Muchin (left) noted that Giving Pledge changes the direction U.S. philanthropy is taking, which is toward the masses, anything from micro-giving to President Obama’s fundraising strategy—“the consumer feeling empowered that they actually can make a difference through small acts,” she said. “Ironically Giving Pledge is in the face of that, saying the momentum is going to come from a few of us giving a lot. Clearly, it’s a both/and situation; it’s not a competitive strategy of what’s the right philanthropic pivot foot.”

Muchin and Bellow want philanthropy to begin to pull at the real underlying notion of sacrifice and service. “That isn’t just about money, but skin in the game,” Bellow said.

The women said that Giving Pledge’s annual meeting (during which all who take the pledge “will come together to share ideas and learn from each other,” according to the organization’s Web site) has the potential to be a leverage point. “That could be the most important thing Giving Pledge does,” Muchin said.

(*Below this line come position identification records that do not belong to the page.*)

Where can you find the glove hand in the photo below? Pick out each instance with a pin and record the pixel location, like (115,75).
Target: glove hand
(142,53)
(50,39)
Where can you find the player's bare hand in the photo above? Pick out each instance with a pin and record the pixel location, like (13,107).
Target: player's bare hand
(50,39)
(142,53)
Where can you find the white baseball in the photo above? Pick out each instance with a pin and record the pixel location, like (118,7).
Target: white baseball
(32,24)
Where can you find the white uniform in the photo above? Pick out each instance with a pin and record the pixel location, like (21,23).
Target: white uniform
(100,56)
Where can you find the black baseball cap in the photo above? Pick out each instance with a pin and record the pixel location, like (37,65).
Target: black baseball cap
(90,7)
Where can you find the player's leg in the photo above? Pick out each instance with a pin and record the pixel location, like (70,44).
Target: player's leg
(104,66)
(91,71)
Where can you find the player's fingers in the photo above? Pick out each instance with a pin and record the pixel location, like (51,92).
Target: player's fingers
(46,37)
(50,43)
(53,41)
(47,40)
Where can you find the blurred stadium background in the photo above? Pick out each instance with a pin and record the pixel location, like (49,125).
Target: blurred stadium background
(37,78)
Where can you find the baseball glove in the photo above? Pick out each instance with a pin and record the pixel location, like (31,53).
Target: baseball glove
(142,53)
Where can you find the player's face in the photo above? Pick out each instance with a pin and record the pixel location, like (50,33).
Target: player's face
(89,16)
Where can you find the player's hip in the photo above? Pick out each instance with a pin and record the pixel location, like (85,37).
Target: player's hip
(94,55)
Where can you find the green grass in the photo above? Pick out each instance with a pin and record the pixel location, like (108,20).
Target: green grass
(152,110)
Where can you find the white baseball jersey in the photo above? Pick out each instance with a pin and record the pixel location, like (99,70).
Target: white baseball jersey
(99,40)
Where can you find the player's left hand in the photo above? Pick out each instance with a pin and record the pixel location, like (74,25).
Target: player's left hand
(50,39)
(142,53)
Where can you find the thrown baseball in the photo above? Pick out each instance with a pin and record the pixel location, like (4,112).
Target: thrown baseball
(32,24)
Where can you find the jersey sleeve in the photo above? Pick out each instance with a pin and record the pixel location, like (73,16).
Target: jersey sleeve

She envisages an annual meeting in which the overarching theme is knowledge transfer. “What do we know that’s proprietary to us that only we could know individually because we have positioned our lives at the intersection of money and meaning?” She said the billionaires must be able to extract the essence of what they and their foundations have figured out through mistakes and lessons learned. Or what they want to figure out, the problem they are trying to solve.”

Alternatively, the annual meeting could be meaningless if it turns into a dog-and-pony show in which the billionaires simply talk about what they and their foundations do. “It has to be about knowledge; it can’t be about cause,” Muchin said. “It has to be about insight, not about information.”

Bellow (left) observed that most all conversations around charitable giving tend to focus the what of philanthropy. “But what’s really interesting is the how of philanthropy, how it works as a mechanism for change. A white space exists that this annual meeting could fill where they become knowledgeable and then evangelistic about the how of philanthropy, of making a difference, having an impact. How does that work? How do you change behaviors in society? How do we get what we’re doing to matter to others who could similarly do it?”

Muchin noted that ROI Ventures has yet to receive any kind of knowledge product—in the form of an e-mail, a video, a tool—that has come out of the Gates Foundation “that has led me to change the way I think about strategy and philanthropy and impact and the radiating impact in context of what they’ve learned as a foundation.”

The Giving Pledge annual meeting could serve another positive purpose, Bellow said.

Participants could collectively construct an agenda for the coming year against which to measure themselves at the next annual meeting. They would pick a topic with the question: What can only we in this room do that others can’t? Then what are the actions that could come out of this room that could be the kind of measured outcomes we could point to and say: because we made this commitment, because we made this pledge, we were able to accomplish x?

Muchin concluded with an observation about Zuckerberg’s pledge. She said the reason it is newsworthy is because of his age. “He represents the doorway to the next generation.”

She said it could be compelling if Giving Pledge billionaires would strive to redefine success in America for 20 and 30 year olds, inspiring a new sense of urgency and accountability, a way of living their lives day today as business people and philanthropists that could change social norms in the U.S.